Lifestyle & Culture
Postcards from Reality:  Being Female.

Postcards from Reality: Being Female.

Being Female
AI-Generated picture of a lady

The concept of “being female” is mostly a personal tale from personal experiences and personal perspectives. Sometimes, this topic makes me sigh.

It was in Primary six. We had just returned to school from the weekend break. The classroom was dirty. The chairs were dusty. We’d tried to clean, but the bell rang. We would quickly clean immediately when we got back. But we couldn’t, we met our form teacher in class. He was fuming. He was very irritated. We were definitely going to be punished. Surprisingly, we weren’t all punished. He asked the boys to sit and the females were asked to step out. I remember being very confused. Weren’t the boys part of us? Why did we have to be punished? I took 3 strokes of the cane on my palm. I felt very ashamed. Osasuyi Precious was bold enough. She asked him why the boys weren’t punished. He said; “you’re a female, don’t you clean in your house? Should a boy be cleaning when you’re present?” And that was it. This is one of my tales of being female.

Efe was always scared to go back home from school. We’d always gather around and listen to her tell us stories. Stories of how her daddy would scream at her mummy to give him a child. She said he’d hit her too. We were shocked. Didn’t her mummy just give birth to the third child some months ago? Efe told us they were females, so her papa was angry. We heard stories of how he would bring concoctions and different medicines and make her mummy take them. He desperately wanted a male child. This is Efe’s tale of being female.
Have you ever been told you’ll never find a husband because you’re too “aspiring and plainspoken”? That you could be successful but not more than the man in your life?

” If you have a car, proper education, money, a good job, and even a house, men will run away from you. They’ll not want to come near you” Have you heard something of this sort?
Ini was a confident and outgoing 16-year-old girl who loved to express herself through her fashion choices. She enjoyed experimenting with different styles and colors, and her bold outfits always made her stand out in a crowd. Ini was walking home from school one day when a man approached her from behind and grabbed her forcefully. She screamed and struggled to get away, but the man persisted, groping her and making lewd comments. Eventually, she managed to break free and run away, but the experience left her shaken and traumatized. When Ini told her family and friends what had happened, they were shocked and saddened. However, some of them had a troubling response. They asked Ini what she had been wearing that day, suggesting that her outfit may have been too revealing or provocative. They even went as far as to say that Ini had brought the assault upon herself and that she should have been more careful about how she dressed.

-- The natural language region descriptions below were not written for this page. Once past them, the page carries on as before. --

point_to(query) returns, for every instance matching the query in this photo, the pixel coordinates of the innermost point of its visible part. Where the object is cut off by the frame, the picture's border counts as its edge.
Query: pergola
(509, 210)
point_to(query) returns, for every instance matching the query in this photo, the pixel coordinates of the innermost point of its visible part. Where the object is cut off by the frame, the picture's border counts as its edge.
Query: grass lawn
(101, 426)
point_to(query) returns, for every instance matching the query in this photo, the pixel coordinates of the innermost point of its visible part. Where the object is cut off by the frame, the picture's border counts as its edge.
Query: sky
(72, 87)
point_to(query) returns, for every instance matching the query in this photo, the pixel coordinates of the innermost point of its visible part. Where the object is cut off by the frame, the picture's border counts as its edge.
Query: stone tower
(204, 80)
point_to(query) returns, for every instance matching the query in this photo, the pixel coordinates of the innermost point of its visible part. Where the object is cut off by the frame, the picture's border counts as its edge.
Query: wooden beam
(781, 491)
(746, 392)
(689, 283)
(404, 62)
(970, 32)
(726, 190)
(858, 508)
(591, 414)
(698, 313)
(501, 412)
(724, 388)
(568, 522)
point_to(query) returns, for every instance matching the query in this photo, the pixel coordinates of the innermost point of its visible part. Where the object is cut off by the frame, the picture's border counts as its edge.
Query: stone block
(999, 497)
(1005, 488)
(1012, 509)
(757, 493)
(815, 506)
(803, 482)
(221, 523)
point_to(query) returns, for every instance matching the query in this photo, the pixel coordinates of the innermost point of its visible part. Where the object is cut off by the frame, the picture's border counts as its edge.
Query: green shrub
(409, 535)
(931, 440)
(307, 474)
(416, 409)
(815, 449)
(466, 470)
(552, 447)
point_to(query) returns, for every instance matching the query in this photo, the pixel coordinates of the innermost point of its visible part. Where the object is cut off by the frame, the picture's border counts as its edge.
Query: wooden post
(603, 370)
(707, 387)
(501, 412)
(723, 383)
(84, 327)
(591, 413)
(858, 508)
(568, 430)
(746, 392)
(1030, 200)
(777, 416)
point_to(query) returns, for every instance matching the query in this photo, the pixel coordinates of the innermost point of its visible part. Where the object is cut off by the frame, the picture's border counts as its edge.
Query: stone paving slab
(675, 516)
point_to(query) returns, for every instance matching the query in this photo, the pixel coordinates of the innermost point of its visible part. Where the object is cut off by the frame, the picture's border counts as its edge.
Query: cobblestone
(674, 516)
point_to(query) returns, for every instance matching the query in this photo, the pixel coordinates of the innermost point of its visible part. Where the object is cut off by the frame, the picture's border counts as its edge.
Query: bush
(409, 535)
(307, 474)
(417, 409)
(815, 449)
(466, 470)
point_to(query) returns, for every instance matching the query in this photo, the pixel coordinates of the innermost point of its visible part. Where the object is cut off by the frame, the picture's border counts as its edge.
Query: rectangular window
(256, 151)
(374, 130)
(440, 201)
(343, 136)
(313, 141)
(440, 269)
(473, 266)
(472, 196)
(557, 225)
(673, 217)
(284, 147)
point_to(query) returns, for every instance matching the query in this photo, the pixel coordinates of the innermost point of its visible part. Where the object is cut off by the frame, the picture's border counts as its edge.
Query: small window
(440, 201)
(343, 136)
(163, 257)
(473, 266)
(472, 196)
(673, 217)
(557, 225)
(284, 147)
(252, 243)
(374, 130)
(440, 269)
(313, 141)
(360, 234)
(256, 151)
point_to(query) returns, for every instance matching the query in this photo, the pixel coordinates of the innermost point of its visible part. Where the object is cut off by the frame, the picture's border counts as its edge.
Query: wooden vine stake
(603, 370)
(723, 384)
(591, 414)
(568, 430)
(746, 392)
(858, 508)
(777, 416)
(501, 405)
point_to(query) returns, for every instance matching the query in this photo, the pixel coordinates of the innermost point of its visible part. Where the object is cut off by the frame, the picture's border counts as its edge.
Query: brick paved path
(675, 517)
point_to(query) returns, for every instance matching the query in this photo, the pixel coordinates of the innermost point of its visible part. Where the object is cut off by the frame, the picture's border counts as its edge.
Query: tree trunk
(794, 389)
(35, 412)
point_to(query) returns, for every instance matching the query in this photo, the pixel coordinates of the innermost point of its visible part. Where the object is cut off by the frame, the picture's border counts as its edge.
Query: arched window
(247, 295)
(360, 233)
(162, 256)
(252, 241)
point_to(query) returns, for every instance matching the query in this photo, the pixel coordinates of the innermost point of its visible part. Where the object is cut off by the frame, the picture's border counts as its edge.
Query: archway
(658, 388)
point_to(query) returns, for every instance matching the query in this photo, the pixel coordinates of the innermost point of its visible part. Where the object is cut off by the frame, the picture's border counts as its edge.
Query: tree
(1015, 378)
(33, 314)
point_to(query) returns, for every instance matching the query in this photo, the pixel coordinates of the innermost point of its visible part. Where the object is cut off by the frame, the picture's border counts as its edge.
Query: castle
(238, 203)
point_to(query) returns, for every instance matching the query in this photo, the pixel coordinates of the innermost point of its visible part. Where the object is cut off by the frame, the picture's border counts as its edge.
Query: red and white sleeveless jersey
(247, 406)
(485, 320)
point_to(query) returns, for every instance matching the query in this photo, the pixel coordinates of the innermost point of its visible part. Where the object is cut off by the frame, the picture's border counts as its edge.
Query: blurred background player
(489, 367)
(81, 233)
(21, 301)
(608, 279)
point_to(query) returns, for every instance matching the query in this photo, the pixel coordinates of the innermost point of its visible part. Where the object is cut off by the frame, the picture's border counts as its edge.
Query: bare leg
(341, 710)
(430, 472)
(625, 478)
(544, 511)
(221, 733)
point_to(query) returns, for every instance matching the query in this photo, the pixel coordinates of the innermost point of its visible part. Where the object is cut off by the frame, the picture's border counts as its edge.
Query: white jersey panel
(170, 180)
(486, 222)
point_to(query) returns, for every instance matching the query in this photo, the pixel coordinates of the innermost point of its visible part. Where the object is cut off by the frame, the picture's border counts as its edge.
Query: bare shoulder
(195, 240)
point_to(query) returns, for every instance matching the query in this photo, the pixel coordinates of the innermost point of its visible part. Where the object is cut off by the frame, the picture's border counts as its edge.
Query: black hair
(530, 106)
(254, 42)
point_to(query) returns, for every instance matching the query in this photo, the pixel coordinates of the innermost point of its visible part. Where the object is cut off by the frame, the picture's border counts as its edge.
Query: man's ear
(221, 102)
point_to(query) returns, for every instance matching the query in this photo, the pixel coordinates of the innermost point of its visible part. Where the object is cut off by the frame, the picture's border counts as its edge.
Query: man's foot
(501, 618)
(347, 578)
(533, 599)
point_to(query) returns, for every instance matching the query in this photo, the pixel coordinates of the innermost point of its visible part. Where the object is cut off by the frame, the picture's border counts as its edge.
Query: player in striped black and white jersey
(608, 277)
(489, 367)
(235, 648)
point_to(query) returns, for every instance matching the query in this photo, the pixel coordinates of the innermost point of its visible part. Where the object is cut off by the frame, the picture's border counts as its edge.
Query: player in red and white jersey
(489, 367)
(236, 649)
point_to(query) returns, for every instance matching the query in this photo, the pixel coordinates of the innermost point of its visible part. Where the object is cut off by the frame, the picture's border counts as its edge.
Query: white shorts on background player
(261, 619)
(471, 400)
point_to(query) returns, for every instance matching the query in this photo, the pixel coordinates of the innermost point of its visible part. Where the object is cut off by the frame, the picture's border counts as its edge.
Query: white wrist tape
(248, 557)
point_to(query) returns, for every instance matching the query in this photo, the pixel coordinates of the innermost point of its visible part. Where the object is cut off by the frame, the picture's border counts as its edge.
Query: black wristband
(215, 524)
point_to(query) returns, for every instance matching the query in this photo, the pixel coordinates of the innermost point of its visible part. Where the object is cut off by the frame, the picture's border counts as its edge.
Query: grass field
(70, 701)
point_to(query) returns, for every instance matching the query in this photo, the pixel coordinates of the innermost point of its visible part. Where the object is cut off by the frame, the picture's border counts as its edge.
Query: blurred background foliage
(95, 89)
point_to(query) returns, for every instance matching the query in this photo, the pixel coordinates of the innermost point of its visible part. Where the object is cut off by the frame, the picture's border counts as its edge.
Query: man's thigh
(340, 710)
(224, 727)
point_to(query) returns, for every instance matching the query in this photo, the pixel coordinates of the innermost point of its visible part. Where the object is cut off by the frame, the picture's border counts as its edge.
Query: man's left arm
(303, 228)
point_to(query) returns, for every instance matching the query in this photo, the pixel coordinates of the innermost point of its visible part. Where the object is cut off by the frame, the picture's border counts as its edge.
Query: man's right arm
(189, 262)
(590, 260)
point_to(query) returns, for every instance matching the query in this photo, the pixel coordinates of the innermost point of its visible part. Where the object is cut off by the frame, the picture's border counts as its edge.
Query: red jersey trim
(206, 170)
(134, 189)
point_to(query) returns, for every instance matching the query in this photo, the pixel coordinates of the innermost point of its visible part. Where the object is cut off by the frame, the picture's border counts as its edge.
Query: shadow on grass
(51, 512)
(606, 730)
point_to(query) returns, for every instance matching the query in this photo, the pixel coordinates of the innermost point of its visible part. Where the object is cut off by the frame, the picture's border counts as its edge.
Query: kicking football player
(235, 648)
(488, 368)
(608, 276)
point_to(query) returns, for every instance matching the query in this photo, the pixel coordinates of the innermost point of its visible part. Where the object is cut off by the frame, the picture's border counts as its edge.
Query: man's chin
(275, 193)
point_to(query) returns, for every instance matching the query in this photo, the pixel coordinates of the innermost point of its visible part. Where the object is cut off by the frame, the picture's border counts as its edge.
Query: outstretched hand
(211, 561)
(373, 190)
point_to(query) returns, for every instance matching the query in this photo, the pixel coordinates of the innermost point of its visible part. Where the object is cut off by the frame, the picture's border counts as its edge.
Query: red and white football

Ini was devastated by these comments. She felt like her loved ones were blaming her for the assault, rather than supporting her and condemning the actions of the perpetrator. She also felt like she could no longer express herself through her fashion choices, fearing that she would be judged or targeted for harassment. Over time, Ini became withdrawn and anxious, struggling to trust those around her. She stopped wearing the clothes that she loved and started dressing more conservatively, feeling like she had to hide her personality and identity. She also stopped talking about her assault, fearing that she would be blamed or stigmatized. The victim-blaming that Ini experienced was hurtful and damaging, reinforcing harmful stereotypes and discouraging survivors from seeking help or sharing their experiences.

Sadly, Ini’s story is not an isolated incident. Women are often made to feel like they are responsible for the actions of their perpetrators, rather than the perpetrators themselves being held accountable for their behavior. This has created a culture of fear and shame, where women are hesitant to speak out or seek help, for fear of being blamed or stigmatized. This is Ini’s personal tale of being female.

Being female is like having your strength tested every day. It’s a battle against the norms. It’s unlearning the norms you’ve learned all your life. It’s unlearning that bleak rhetoric that you’re only attested for how well you can keep a home or cook, even what your relationship status is.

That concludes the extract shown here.